Cerignola, scoperti mezzi rubati e droga per due milioni di euro: un arresto

CERIGNOLA – Nei giorni scorsi, dopo lunghe ore di appostamento, i carabinieri sono entrati in azione e quello che si sono trovati davanti è stato un autentico “tesoretto”, che avrebbe fruttato circa due milioni di euro alla criminalità.
I militari, insospettiti dai movimenti anomali di alcuni noti pregiudicati locali, la cui posizione è ancora al vaglio, che vedevano spesso sostare nei pressi di una villa, hanno predisposto un servizio di appostamento. Da subito è risultata anomala la concentrazione di mezzi pesanti presenti in uno spiazzo adiacente l’abitazione di un elettricista. Dopo ore di appostamento i militari hanno deciso di intervenire e gli accertamenti effettuati confermavano la provenienza furtiva di tutti i mezzi parcheggiati. Si tratta di due autocompattatori, sottratti a Lavello e a Gioia del Colle solo il giorno prima, due furgoni sottratti a Cerignola e a Campobasso, tre tir sottratti a Termoli, Barletta e Cerignola, un semirimorchio sottratto nel dicembre scorso a Porto d’Ascoli, una cisterna di proprietà della Società Autostrade, dieci motori di varie marche e tre cabine di tir. Il valore di tutti i mezzi, tutti con pochi mesi di vita, si aggira intorno al milione e mezzo di euro.

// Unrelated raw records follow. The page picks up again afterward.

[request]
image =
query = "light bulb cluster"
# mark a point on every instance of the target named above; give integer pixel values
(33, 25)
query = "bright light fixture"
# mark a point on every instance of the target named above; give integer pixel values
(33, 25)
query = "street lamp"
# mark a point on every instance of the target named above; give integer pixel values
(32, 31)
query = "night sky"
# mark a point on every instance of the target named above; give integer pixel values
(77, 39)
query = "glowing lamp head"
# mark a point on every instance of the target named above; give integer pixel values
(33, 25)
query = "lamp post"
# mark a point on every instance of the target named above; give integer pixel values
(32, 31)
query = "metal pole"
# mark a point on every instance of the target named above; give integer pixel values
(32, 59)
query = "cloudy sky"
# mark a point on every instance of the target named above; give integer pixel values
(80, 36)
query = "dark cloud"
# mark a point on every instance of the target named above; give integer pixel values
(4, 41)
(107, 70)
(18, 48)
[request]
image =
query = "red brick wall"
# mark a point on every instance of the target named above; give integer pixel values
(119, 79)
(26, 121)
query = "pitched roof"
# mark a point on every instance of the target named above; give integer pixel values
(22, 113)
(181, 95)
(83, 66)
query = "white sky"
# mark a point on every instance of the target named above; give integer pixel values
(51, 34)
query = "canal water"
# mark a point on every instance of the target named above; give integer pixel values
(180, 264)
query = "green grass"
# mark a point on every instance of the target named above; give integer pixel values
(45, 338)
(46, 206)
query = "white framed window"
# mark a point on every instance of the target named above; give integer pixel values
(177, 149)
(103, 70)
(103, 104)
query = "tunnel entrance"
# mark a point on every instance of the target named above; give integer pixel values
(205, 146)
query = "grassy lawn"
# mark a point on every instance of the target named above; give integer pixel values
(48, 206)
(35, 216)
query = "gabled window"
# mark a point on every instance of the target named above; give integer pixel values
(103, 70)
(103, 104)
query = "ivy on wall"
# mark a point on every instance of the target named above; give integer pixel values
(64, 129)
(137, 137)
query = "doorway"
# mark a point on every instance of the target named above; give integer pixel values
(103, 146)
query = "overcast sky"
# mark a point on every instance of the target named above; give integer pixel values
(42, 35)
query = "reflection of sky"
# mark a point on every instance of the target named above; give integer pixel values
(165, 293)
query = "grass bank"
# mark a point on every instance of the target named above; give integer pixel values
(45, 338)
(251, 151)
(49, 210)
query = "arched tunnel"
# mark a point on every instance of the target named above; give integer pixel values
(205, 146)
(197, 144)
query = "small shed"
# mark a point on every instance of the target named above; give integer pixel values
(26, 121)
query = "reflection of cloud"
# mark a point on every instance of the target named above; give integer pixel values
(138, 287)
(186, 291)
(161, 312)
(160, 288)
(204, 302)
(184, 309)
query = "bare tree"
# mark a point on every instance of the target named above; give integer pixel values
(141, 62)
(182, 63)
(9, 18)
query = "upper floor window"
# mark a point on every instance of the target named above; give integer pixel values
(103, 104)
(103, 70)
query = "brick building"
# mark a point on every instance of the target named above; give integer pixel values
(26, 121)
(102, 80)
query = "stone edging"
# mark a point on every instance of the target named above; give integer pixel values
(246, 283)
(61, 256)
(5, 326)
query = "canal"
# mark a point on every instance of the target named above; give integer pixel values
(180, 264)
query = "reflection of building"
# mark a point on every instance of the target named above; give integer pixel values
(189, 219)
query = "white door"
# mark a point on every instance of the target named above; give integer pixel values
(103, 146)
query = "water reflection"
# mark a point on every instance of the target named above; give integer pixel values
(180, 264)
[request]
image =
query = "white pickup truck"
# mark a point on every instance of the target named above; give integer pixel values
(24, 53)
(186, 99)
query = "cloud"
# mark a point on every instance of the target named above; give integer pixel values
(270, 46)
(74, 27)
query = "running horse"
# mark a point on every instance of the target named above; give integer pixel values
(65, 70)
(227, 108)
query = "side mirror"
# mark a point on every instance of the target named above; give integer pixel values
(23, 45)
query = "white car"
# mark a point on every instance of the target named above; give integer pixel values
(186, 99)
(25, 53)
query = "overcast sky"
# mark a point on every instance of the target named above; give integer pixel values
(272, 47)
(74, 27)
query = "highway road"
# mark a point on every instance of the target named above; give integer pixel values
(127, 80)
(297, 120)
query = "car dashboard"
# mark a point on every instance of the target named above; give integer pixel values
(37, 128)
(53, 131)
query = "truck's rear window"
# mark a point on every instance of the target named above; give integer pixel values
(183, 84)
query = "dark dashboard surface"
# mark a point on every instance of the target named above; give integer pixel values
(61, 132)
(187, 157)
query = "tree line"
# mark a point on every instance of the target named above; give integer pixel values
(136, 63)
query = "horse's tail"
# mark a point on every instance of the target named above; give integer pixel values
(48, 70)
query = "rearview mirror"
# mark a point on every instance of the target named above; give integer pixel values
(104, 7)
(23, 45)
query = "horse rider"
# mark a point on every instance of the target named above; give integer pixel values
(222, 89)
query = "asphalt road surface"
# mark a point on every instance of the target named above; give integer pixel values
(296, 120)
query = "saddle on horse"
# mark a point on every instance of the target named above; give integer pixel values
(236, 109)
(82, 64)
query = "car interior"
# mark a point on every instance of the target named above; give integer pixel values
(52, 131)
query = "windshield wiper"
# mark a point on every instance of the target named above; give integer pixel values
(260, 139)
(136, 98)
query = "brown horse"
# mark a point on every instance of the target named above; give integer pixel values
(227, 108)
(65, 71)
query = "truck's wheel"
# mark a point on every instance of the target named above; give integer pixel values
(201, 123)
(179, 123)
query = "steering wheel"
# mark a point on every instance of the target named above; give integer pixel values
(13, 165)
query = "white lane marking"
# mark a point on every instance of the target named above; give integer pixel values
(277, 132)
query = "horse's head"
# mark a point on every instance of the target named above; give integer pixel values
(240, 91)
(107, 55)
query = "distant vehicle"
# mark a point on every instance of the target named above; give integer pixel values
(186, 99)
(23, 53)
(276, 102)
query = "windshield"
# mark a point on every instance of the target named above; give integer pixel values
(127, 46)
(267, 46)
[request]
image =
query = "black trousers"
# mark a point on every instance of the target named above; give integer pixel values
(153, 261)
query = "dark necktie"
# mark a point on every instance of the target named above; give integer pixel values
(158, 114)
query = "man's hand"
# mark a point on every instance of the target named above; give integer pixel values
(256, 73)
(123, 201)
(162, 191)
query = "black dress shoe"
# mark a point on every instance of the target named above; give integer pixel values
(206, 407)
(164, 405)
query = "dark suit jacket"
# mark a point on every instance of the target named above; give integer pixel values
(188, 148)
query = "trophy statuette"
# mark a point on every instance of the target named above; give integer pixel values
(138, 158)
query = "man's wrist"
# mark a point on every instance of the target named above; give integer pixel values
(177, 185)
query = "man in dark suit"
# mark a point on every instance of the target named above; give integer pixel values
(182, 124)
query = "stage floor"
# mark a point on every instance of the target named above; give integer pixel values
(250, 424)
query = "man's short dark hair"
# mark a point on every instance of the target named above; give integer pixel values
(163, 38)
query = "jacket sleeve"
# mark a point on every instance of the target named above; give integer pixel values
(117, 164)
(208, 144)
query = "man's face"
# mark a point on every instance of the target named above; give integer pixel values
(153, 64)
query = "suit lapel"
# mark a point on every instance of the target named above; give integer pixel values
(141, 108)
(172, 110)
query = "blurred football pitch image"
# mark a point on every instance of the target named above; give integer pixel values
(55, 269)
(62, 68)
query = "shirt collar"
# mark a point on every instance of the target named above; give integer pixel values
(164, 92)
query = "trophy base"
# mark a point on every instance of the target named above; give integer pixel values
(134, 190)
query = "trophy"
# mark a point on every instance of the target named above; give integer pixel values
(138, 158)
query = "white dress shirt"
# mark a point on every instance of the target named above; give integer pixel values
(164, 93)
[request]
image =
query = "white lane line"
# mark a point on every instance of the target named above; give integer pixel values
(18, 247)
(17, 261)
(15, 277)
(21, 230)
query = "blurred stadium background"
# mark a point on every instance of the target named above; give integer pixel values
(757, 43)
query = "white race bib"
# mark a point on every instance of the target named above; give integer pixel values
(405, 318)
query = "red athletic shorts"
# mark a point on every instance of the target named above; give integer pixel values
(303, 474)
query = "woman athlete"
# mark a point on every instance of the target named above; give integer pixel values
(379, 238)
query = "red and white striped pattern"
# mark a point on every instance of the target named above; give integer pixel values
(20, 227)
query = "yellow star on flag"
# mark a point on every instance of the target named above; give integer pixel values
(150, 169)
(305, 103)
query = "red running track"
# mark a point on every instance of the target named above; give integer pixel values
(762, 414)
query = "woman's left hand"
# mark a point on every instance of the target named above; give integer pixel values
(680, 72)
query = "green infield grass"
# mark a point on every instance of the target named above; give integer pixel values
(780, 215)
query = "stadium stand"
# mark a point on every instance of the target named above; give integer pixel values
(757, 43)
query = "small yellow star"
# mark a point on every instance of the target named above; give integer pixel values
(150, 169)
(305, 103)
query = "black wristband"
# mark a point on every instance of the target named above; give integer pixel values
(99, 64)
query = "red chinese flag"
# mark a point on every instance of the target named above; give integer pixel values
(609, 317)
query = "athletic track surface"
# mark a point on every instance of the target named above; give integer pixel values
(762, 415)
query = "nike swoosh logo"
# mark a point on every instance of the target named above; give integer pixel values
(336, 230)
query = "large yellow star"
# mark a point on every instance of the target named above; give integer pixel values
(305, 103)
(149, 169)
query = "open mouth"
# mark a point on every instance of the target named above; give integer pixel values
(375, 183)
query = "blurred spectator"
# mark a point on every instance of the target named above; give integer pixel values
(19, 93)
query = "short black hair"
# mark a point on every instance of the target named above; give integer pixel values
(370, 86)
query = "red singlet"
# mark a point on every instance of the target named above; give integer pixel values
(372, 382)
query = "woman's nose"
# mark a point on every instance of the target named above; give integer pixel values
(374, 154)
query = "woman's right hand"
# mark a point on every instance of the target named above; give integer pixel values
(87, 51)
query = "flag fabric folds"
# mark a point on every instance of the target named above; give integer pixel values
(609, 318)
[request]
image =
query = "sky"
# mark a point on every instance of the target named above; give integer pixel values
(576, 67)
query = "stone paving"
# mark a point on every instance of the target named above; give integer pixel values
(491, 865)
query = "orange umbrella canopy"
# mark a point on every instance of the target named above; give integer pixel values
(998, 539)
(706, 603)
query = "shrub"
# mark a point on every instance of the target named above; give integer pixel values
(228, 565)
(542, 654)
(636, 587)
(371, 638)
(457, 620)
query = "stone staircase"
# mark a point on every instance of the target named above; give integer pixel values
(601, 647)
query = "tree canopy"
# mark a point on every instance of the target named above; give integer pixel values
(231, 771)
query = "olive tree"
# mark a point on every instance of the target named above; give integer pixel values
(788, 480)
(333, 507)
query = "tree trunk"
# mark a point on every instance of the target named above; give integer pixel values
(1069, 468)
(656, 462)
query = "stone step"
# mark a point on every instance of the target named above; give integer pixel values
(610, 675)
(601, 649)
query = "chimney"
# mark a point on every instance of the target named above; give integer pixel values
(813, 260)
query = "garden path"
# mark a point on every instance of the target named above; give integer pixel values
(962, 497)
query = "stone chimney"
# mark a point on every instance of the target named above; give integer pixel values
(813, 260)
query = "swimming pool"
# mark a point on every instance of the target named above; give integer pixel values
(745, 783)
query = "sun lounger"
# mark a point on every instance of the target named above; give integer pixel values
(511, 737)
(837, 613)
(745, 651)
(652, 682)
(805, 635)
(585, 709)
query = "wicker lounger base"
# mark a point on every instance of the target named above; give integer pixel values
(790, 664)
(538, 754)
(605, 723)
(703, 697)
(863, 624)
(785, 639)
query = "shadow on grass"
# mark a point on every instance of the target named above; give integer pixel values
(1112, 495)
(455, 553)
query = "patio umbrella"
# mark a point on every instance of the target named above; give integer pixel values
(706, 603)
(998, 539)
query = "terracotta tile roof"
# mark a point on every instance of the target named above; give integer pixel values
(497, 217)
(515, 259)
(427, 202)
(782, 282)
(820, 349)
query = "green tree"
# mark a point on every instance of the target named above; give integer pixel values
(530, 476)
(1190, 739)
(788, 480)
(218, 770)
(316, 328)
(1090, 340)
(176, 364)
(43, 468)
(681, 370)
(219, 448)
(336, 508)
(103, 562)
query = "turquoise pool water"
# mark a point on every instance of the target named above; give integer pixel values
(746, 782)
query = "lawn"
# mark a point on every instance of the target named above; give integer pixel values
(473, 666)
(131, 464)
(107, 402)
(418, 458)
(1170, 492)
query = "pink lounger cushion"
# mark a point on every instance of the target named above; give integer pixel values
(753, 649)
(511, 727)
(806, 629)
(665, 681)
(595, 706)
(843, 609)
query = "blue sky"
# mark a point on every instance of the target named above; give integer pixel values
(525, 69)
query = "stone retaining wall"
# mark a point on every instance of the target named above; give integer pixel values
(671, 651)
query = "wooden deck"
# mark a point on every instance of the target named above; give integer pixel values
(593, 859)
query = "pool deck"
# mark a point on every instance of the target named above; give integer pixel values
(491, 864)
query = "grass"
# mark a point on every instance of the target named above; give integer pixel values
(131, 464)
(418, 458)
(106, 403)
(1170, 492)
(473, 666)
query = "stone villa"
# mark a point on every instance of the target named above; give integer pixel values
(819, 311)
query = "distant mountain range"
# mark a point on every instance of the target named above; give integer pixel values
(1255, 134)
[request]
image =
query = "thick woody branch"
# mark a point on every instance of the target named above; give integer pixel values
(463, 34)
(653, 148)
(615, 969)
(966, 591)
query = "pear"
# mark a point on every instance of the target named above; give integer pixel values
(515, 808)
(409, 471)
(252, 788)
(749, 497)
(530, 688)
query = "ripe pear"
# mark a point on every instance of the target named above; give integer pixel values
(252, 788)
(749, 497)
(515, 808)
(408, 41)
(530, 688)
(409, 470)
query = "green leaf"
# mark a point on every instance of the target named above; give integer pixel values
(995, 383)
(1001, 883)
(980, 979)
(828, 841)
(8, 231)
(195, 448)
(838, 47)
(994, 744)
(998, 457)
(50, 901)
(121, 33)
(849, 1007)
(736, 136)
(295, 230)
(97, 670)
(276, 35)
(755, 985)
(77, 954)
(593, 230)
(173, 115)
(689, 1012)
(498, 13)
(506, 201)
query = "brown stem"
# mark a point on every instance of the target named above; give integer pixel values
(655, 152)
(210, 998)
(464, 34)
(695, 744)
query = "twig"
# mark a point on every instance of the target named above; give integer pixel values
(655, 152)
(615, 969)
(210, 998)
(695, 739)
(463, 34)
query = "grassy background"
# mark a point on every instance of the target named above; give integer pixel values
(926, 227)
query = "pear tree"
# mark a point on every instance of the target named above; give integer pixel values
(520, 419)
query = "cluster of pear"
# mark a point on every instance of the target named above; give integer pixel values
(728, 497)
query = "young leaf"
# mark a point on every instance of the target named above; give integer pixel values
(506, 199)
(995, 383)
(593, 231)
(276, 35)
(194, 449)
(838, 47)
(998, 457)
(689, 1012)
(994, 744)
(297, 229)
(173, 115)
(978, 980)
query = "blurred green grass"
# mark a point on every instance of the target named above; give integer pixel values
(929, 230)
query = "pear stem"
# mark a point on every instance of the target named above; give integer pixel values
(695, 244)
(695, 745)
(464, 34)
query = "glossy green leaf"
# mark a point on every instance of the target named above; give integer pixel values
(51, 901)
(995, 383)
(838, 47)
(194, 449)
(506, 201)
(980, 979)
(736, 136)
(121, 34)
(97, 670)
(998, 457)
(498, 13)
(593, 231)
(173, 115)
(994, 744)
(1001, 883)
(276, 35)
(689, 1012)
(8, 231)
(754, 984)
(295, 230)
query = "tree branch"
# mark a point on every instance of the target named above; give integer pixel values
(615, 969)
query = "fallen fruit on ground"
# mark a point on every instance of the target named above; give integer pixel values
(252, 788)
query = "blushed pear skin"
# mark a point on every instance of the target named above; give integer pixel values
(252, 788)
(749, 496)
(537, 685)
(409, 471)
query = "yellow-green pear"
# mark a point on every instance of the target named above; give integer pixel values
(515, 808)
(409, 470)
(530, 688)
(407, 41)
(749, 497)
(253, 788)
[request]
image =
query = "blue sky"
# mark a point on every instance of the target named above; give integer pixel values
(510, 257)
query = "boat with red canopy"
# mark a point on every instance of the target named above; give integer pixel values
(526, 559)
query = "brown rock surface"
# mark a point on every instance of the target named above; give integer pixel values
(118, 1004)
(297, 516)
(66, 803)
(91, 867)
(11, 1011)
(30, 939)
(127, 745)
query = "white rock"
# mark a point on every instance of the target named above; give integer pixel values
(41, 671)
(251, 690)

Bloccato il proprietario, identificato poi in Giordano Michele, 43 anni, è stata effettuata un’attenta perquisizione anche all’interno della villa. I militari sorpresi hanno scoperto, ben celato dal mobilio, l’accesso a un vero e proprio “bunker”. All’interno del bunker i carabinieri hanno trovato un borsone pieno di hashish, del peso di circa 40 chili, il cui valore al dettaglio si è stimato essere di 400.000 euro, oltre che vario materiale elettronico per svariate migliaia di euro, ancora imballato, sulla cui provenienza sono ora in corso accertamenti.
Giordano Michele è stato quindi tradotto presso la casa circondariale di Foggia, e dovrà rispondere di detenzione ai fini di spaccio di hashish, ricettazione e riciclaggio di automezzi rubati. Le indagini ora proseguono per l’identificazione dei complici dell’arrestato, e di tutti quelli che da lui si rifornivano dei pezzi di ricambio per i propri automezzi, alimentando così il fiorentissimo mercato clandestino cerignolano.